Le tradizioni di Natale nel mondo

Cenoni, pranzi ma anche tradizioni popolari. Ogni Paese festeggia Natale e Capodanno con tradizioni diverse ma molto interessanti. Iniziamo dal Regno Unito dove il 25 dicembre dopo essere andati in chiesa tutti a pranzo con la famiglia e gli amici. Nel pomeriggio invece tutti davanti alla tv per il tradizionale discorso della Regina. In Francia il Natale è una festa da celebrare con i propri cari. C‘è chi va a messa ma non è una tradizione particolarmente sentita. La sera del 24 invece tutti sotto l’albero a scartare i regali e a brindare. In Germania invece una tradizione tipica è avere in casa un presepe ben decorato. In Grecia si festeggia sia la sera del 24 dicembre che il 31 dicembre ovvero Capodanno. I bambini delle isole greche a Natale sono soliti fare visita ai vicini di casa per ricevere in dono i dolcetti. In Ungheria lo scambio di doni e regali avviene la sera 24 dicembre. Nelle piccole città le persone indossano abiti dei personaggi della Natività. In Italia la tradizione vuole che si vada alla Messa di Mezzanotte mentre in alcune città è sempre in uso il Presepe vivente.
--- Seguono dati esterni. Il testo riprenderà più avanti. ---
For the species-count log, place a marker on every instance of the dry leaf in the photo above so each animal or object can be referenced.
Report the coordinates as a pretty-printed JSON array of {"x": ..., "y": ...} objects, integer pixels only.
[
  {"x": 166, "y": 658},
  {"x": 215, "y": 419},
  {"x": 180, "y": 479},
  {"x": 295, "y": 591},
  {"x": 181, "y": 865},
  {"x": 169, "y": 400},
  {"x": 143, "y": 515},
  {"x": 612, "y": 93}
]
In Polonia all’ora di cena i polacchi mettono un piatto in più sulla tavola nel caso qualcuno arrivi senza preavviso e nella speranza che nessuno resti soli in un giorno come Natale. Per quanto riguarda il Portogallo i regali vengono aperti solo dopo la messa di mezzanotte o la mattina del 25 dicembre. In Russia invece il Natale si celebra il 7 gennaio, secondo il calendario ortodosso. Le vacanze iniziano dal 31 dicembre. In Spagna le feste natalizie iniziano con El Gordo la tradizionale lotteria ‘cantata’ di Natale. Turchia i cristiani in Turchia sono prevalentemente ortodossi e celebrano il Natale a partire dal 6 gennaio, giorno in cui la tradizione vuole che ogni sacerdote lanci una croce di legno in acqua e la gente la deve riprendere. Niente alberi di Natale, l’albero si fa per Capodanno quando ci si scambia i regali. Infine in Ucraina i cristiani ortodossi celebrano il Natale dal 7 gennaio. In alcune regioni c‘è l’usanza di recarsi al cimitero la notte prima di Natale per lasciare delle candele sulle tombe dei propri cari defunti.